Above the layer with Pinus comes a new one with oak and finally the surface stratum with recent forest trees. Now in the peats of deuteroglaciated Norway and Sweden we always find the oak layer on the bottom (with a layer of pine and birch above), which shows, without doubt, that the preceding vegetations in Denmark and Scania must be interglacial. To judge from the aspen and pine forests it might be concluded that the interglacial climate in Scandinavia was somewhat colder than the present, but the melting of the ice may have required a higher temperature and the fossils from layers between the two bottom moraines in the Baltic countries bear a rather southern stamp.
We come to more reliable ground when we advance to the last great glaciation in the deuteroglacial period.
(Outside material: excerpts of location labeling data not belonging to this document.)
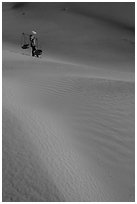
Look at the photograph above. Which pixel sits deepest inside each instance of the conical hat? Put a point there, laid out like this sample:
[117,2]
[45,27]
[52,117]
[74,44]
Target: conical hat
[34,32]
Again the snow gathered on the high mountain plateaus, again glaciers pushed forward towards the lower ground accompanied by a severe climate. But the glaciers this time were met almost at the watershed by the deep proteroglacial fjords which necessarily must put an end to their advance westward. The continuous western ice margin could not reach beyond the fjord heads. To the east, however, the way was free for the growing inland ice. The consequence of this was that the ice sheet divide crept eastwards and reached a line up to 130 kilometers southeast of the land watershed. Here at last the resistance to the glacier motion was alike on both sides of it. We therefore find the boulders in deuteroglacial time—in contrast to the distribution in proteroglacial time—transported across the watershed from lower ground in southeastern central parts up hundreds of meters to the divide and borne on as far west as the deuteroglacial ice and its icebergs went.
To the west we find the ice margin determinated by the fjords, to the east it pushed forward out to the coast line by Skagerak. We find its margin, as in the case of the deuteroglacial ice in North America, marked by a long terminal moraine—raerne—from Arendal to the Kristiania fjord and thence to southeastern Sweden.